Advice on How to Understand Your Credit Score

Your financial well-being is greatly impacted by your credit score. They are so crucial, in fact, that a whole business is dedicated to tracking and reporting your credit score.

What does that three-digit number actually signify, then? In a word, it demonstrates to lenders how responsibly you handle your debt and finances in general.

You are viewed as a “good” credit risk if you pay your bills on time and don’t have a lot of debt. This makes it simpler to obtain loans, credit cards, or a mortgage and, while doing so, secure the lowest interest rates. Your credit outlook won’t be as favorable if you frequently fall behind on your payments or have large credit card balances.

Understanding how your credit score functions doesn’t require you to be a genius. For more information on credit reporting and scoring, see our simple guide.

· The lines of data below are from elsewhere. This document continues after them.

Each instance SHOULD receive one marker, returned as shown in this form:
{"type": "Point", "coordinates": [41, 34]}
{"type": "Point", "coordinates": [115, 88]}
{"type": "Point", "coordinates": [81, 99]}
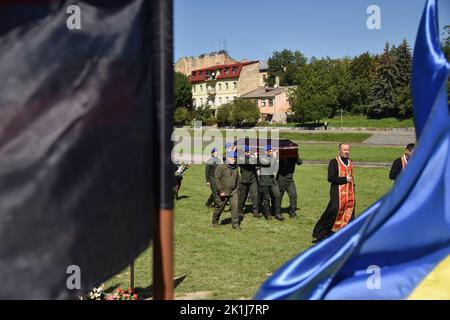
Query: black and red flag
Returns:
{"type": "Point", "coordinates": [85, 116]}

Issuance of credit reports

Experian, Equifax, or TransUnion provide credit reports and credit ratings. Your credit report is created by these three organizations using data from your creditors.

What to anticipate on your credit report is as follows:

  • Information about you personally, such as your current and previous addresses, Social Security number, and employment history.
  • A list of all of your credit accounts, along with their balances, payment histories, and most current activity
  • Public documents relating to debts, including foreclosures, bankruptcies, and wage garnishments
  • The number of times in the past two years that you have applied for fresh credit.

There’s a chance that your credit reports from the various credit bureaus won’t match. You might find information on one of your reports that isn’t included on the other two because lenders can choose which bureaus they report to.

Credit scores in numerical order

Your credit score is determined using all the data in your credit report. Your FICO score, which most lenders use to determine your creditworthiness, is based on five distinct factors:

1. Payment history (35% of the total) – A higher score is earned by paying on time. Damage from late payments, past-due or overdrawn accounts, bankruptcies, and liens can be severe.

2. Debt-to-credit ratio (30%) – Also known as “revolving utilization,” this ratio measures how much debt you have in relation to your total credit limit.

Since a smaller ratio typically equates to a higher score, your desired usage ratio should ideally be less than 10%. Your score will suffer if you are close to, or at, your limit on several cards.

Your utilization ratio may be calculated rather easily. Obtain a copy of your credit report and make a list of all of your credit card accounts, including the credit limits and outstanding balances for each. Closed accounts should not be included.

Next, total up all of your credit lines and outstanding balances. You should have two different figures that show how much you owe overall and how much credit you have received. The third step is to divide your total balance by the sum of your credit line, multiply the result by 100, and then convert the result to a percentage.

This sample will help you understand how it functions. Suppose you owe $1,500 on your credit cards but have a $25,000 credit limit overall. The math would seem as follows:

$1,500 ÷ $25,000 = .06

.06 x 100 = 6%

As you can see, your credit score benefits from the credit utilization, which is 6 percent. To find out what your utilization ratio is with each of your creditors, you may also perform this calculation separately for each card. In either case, this will offer you a solid picture of how risky a borrower you are to lenders.

Last but not least, don’t assume that if you paid in whole each month, your utilization ratio would be zero. Even if you pay your payment in full each month, you’re likely to have a balance if you’ve used your card at all in the previous 30 days because the number that appears on your credit reports is the same as the balance from your most recent statement.

1. Length of credit history (15%) – This reveals how long you’ve used credit and how you’ve previously handled your money. Keep older accounts open even if you don’t use them because the longer your credit history is the better.

2. New credit accounts and inquiries (10%) – This category comprises accounts you’ve opened recently as well as credit-related enquiries from businesses. While credit inquiries are recorded on your credit report for two years, they are only taken into account for the first 12 months for calculating your credit score. If you’re going to apply for new credit, spread out the queries over time to lessen the effect they will have on your score.

3. Credit Diversification (10%) – Having credit cards is an excellent way to develop credit, but lenders also want to see that you can handle other sorts of debt, such mortgages and installment loans.

Don’t ignore the state of your credit.

You should monitor your credit just as creditors and credit bureaus do. The three credit agencies’ credit reports should be reviewed by you at least once a year to look for errors, according to experts. Do not wait to dispute any inaccuracies you uncover in order to have them corrected.

In the end, you are accountable for your credit score. Making the grade is a test you take your entire life and are regularly graded on. Making responsible credit and payment utilization routine can help you maintain a high credit score.